Traditional methods for making caramel sauce involve starting with water,
sugar, and sometimes corn syrup as a way of preventing sugar crystal formation. This
method is necessary if you are making a sugar syrup below the melting point of pure
sucrose, but if you are making a medium-brown caramel sauce—above the melting point of
sucrose—you can entirely skip the candy thermometer, water, and corn syrup and take a
shortcut by just melting the sugar by itself.
In a skillet or large pan over medium-high heat, heat:
1 cup (240g) granulated sugar
Keep an eye on the sugar until it begins to melt, at which point turn your burner
down to low heat. Once the outer portions have melted and begin to turn brown, use a
wooden spoon to stir the unmelted and melted portions together to distribute the heat
more evenly and to avoid burning the hotter portions.

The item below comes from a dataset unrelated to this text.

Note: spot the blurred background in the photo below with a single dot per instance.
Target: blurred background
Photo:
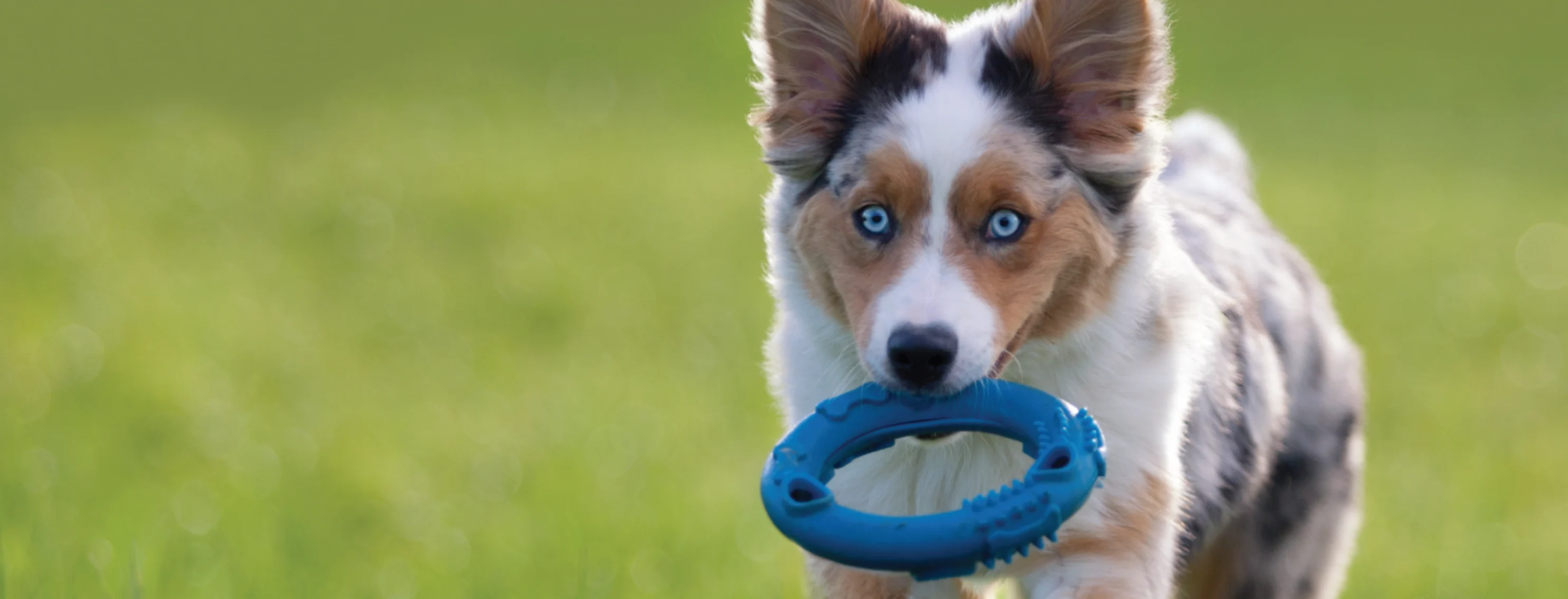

Once all the sugar is melted, slowly add while stirring or whisking to
combine:
1 cup (240g) heavy cream
Notes
This thing is a calorie bomb: 1,589 calories between the cup of heavy
cream and cup of sugar. It’s good, though!
Some recipes call for adding corn syrup to the sugar as you heat it.
This is because the sucrose molecules, which have a crystalline structure, can
form large crystals and chunk up in the process of heating. The corn syrup
inhibits this. If you heat the plain sugar with a watchful eye and don’t stir it
until it gets hot enough, the corn syrup isn’t necessary. (It would be necessary,
however, if you were only heating the sugar to lower temperatures—temperatures
below the melting point—for other kinds of candy making.)
Try adding a pinch of salt or a dash of vanilla extract or lemon juice
to the resulting caramel sauce.
Different temperature points in the decomposition range yield
different flavor compounds. For a more complex flavor, try making two batches of
caramel sauce, one in which the sugar has just barely melted and a second where
the caramel sauce is allowed to brown a bit more. The two batches will have
distinctly different flavors; mixing them together (once cooled) will result in a
fuller, more complex flavor.
Sucrose has a high latent heat—that is, the sugar molecule is able to
move and wiggle in many different directions. Because of this, sucrose gives off
much more energy when going through the phase transition from liquid to a solid,
so it will burn you much, much worse than many other things in the kitchen at the
same temperature range. There’s a reason pastry chefs call this stuff “liquid
Napalm.”